Visualizzazioni di pagina
Questo tipo di informazione mostra il numero di volte totali in cui viene chiamata e quindi visualizzata ogni singola pagina sulla quale è stato inserito il codice di monitoraggio. Non è un indicatore particolarmente raffinato, infatti, per esempio, se aggiorniamo e ricarichiamo sempre la stessa pagina, questa verrà conteggiata due o più volte, benché non corrisponda ad un'effettiva ri-visualizzazione. Tale parametro, dunque, è rilevante a patto di interpretarlo più come una stima di massima del traffico generato dal sito web che come una valutazione precisa di una campagna promozionale (visualizzazione e click su banner, ad esempio).
Ad ogni modo, dalla pagina dei "contenuti principali" è sempre possibile ricavare il numero di "visualizzazioni di pagina unica" che sta ad identificare il totale delle visualizzazione di pagina generato da ogni singola sessione/utente.
Media visualizzazioni di pagina
La media delle pagine visualizzate è calcolata dividendo il numero di pagine visitate per l'intervallo temporale prescelto. Questo parametro viene anche chiamato "profondità della visita" ed è essenziale comprenderne a fondo la portata.
Se i valori che otteniamo risultano essere elevati, allora vuol dire che i nostri visitatori sono molto interessati al sito, e la user experience è soddisfacente. Di segno opposto, e quindi negativo, una media bassa, indice di scarsa attrattività. Per migliorare l'interazione dovremo, allora, puntare a rivolgerci ad un target di pubblico più mirato e all'inserimento di contenuti di qualità.
Tempo sul sito
Analoghe le valutazione per il tempo trascorso sul sito.
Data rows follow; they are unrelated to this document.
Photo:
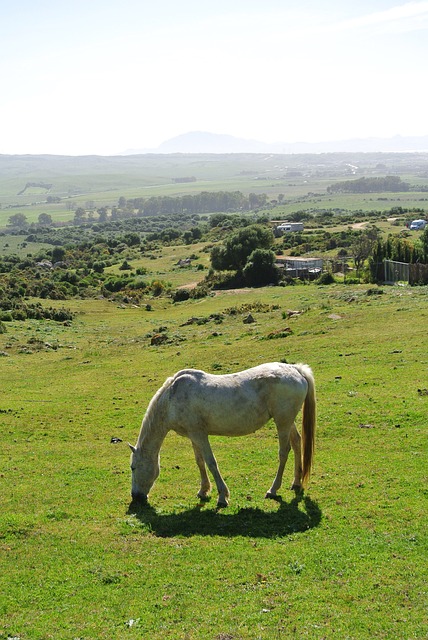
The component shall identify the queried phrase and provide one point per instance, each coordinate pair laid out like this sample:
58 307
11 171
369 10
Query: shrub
180 295
325 278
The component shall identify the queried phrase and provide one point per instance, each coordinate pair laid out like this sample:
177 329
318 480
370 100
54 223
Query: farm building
309 268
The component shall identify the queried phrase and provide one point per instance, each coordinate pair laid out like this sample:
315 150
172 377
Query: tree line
370 185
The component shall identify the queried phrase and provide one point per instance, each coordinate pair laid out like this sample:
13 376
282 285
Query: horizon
108 77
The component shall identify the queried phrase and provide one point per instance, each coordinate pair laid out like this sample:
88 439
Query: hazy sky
103 76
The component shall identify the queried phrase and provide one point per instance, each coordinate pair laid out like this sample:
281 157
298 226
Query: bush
180 295
326 278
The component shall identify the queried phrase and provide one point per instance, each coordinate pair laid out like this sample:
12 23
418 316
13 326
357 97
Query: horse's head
145 470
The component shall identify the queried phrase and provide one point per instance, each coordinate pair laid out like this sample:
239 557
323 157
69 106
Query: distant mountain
204 142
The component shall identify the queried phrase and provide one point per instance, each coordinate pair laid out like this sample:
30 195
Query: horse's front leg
202 444
284 450
205 481
295 440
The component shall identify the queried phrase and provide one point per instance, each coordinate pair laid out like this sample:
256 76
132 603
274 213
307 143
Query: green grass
103 180
345 560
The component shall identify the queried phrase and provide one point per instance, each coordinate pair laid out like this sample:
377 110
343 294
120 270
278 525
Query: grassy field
302 180
347 559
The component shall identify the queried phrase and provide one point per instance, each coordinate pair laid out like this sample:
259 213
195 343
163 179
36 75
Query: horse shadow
298 515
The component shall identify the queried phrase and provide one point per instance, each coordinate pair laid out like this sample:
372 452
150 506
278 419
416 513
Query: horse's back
237 403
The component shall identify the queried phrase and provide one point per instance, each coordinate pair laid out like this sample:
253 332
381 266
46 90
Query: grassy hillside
26 182
345 560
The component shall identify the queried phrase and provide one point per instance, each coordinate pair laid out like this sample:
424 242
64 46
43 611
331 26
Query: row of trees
370 185
200 203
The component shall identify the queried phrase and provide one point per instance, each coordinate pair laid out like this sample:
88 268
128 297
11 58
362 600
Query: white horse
196 404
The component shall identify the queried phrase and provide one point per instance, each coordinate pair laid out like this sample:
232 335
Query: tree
362 247
18 220
45 219
260 268
424 242
237 249
79 216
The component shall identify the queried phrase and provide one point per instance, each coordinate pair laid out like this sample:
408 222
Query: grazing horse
196 404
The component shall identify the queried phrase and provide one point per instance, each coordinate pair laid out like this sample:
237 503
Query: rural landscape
117 272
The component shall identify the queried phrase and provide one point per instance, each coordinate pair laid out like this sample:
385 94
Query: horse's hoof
204 498
273 496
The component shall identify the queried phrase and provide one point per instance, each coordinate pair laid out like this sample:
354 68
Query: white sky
104 76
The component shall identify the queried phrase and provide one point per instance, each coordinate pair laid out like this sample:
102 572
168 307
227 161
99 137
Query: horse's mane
154 410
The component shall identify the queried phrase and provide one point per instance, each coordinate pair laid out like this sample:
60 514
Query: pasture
346 559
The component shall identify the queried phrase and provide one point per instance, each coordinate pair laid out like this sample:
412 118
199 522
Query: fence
395 272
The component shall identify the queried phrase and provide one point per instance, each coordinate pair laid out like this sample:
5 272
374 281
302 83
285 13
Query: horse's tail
308 422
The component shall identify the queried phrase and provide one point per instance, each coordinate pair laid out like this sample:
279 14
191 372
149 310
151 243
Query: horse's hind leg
284 450
295 440
205 481
202 444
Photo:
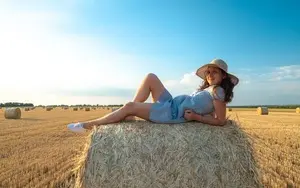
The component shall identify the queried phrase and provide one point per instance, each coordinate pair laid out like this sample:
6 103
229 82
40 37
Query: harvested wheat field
38 150
276 142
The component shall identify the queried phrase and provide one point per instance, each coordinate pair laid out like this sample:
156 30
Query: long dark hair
226 84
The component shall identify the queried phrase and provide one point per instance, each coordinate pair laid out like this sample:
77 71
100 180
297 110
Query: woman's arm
219 119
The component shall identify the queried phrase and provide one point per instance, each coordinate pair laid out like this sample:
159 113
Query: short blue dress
171 110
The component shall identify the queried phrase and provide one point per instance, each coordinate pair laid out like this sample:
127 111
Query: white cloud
37 56
187 84
285 73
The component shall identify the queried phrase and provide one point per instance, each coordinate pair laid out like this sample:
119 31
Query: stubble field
39 151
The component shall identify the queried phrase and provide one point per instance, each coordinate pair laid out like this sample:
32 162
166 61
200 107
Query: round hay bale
262 111
12 113
143 154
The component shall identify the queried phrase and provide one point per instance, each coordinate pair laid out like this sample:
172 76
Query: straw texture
262 110
12 113
144 154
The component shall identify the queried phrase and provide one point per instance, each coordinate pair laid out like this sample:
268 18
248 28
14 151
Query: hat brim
201 73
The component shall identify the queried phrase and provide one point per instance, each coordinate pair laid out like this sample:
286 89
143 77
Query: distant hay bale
143 154
12 113
262 111
114 108
49 108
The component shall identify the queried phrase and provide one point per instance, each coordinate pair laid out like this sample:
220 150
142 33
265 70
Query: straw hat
220 64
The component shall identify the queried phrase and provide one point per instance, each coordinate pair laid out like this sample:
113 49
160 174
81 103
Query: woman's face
214 76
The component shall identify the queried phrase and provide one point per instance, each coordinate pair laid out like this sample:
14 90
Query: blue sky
98 52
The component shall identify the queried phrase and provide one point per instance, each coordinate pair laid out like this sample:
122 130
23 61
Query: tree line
269 106
18 104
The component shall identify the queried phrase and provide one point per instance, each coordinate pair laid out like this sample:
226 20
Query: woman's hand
189 115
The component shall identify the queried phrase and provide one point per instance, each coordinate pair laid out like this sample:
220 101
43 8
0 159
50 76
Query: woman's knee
129 107
151 76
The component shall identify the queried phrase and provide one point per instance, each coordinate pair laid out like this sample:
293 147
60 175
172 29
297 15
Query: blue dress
171 110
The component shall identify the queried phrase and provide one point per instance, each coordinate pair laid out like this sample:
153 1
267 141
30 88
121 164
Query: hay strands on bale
143 154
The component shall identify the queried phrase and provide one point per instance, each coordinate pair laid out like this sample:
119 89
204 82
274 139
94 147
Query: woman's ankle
87 126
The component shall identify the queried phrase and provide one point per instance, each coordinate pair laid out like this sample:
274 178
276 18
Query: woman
210 98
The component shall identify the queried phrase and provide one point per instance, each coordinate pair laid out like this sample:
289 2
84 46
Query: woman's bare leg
138 109
151 84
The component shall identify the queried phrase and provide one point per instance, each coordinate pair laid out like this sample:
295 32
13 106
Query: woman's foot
76 127
130 118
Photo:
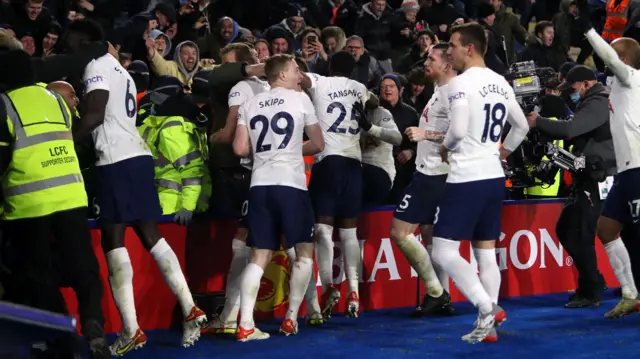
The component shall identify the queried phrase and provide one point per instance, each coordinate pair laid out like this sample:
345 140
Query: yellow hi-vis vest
547 190
180 151
44 175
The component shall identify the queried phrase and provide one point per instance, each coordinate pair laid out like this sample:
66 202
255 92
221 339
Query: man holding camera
590 135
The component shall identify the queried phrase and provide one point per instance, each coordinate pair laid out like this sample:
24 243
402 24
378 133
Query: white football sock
311 295
443 277
121 280
249 287
298 283
489 272
172 273
351 255
419 260
621 264
239 260
324 254
447 254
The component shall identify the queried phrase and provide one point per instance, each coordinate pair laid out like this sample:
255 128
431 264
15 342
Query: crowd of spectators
157 38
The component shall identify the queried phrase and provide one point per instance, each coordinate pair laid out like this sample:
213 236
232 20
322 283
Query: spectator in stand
507 27
404 116
495 57
162 42
226 31
262 48
347 15
417 55
419 90
29 17
403 29
544 52
368 70
374 27
570 24
186 62
50 40
28 44
280 40
333 39
293 25
312 52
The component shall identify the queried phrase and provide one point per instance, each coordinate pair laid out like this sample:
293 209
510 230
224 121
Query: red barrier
529 255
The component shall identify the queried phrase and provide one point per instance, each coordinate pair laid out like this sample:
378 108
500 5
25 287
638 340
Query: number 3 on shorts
404 204
245 208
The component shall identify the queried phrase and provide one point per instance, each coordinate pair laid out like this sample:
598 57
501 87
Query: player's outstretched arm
519 128
95 104
316 140
227 133
609 56
241 143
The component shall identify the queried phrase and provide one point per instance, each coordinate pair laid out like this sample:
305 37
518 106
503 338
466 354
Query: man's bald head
66 91
628 50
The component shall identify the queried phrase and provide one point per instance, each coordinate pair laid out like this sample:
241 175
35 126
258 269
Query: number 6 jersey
117 138
480 101
333 98
276 121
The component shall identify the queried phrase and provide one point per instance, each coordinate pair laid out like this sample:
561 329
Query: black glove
361 116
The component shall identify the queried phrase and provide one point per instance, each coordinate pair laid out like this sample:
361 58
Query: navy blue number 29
287 130
493 118
343 113
129 101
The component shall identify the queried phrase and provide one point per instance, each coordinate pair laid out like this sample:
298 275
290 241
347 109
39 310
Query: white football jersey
624 120
376 152
117 138
435 117
242 92
489 98
276 121
333 98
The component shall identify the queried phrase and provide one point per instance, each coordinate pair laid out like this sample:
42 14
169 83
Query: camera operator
590 134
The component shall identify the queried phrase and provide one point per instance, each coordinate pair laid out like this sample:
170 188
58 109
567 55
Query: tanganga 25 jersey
276 120
376 152
333 98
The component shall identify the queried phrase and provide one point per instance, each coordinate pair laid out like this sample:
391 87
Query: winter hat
167 10
410 5
392 77
485 10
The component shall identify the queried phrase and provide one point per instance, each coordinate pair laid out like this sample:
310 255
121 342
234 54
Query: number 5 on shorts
404 204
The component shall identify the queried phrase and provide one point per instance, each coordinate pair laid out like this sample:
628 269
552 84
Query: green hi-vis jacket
180 151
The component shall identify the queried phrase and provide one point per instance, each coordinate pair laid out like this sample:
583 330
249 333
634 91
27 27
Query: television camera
538 159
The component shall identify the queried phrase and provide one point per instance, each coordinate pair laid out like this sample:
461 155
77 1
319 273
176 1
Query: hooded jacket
176 68
157 33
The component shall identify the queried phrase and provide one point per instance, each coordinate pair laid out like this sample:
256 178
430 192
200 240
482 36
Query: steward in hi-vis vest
175 132
44 198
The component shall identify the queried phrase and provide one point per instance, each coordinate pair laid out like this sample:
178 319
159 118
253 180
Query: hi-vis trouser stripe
178 186
22 141
161 161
In questo caso, l'unica differenza da sottolineare è come avviene il calcolo. Si prende dunque in considerazione la differenza di time stamp tra una pagina e la successiva. Il time stamp è una misura standard del tempo in informatica, e in questo caso rappresenta il momento in cui una pagina viene visualizzata da un singolo utente. Essendo però calcolato su una differenza, il tempo trascorso sull'ultima pagina non è di per sé misurato in modo affidabile.
Frequenza di rimbalzo
Il termine inglese usato per definire il parametro, il bounce rate (rimbalzo) rende bene l'idea che comunica l'indicatore in esame. Esso stima proprio il numero di visitatori che abbandonano il nostro sito dopo pochi secondi dalla visita di una sola pagina web. Tendenzialmente un'altra frequenza di rimbalzo (valore espresso in termini percentuali) è sintomo di una cattiva organizzazione del sito, a volte a causa di una grafica poco accattivante o di informazioni poco pertinenti.
Identificare la causa dell'abbandono consentirà di studiare la strategia più adatta per arginare il fenomeno e diminuire lo smarrimento dei visitatori.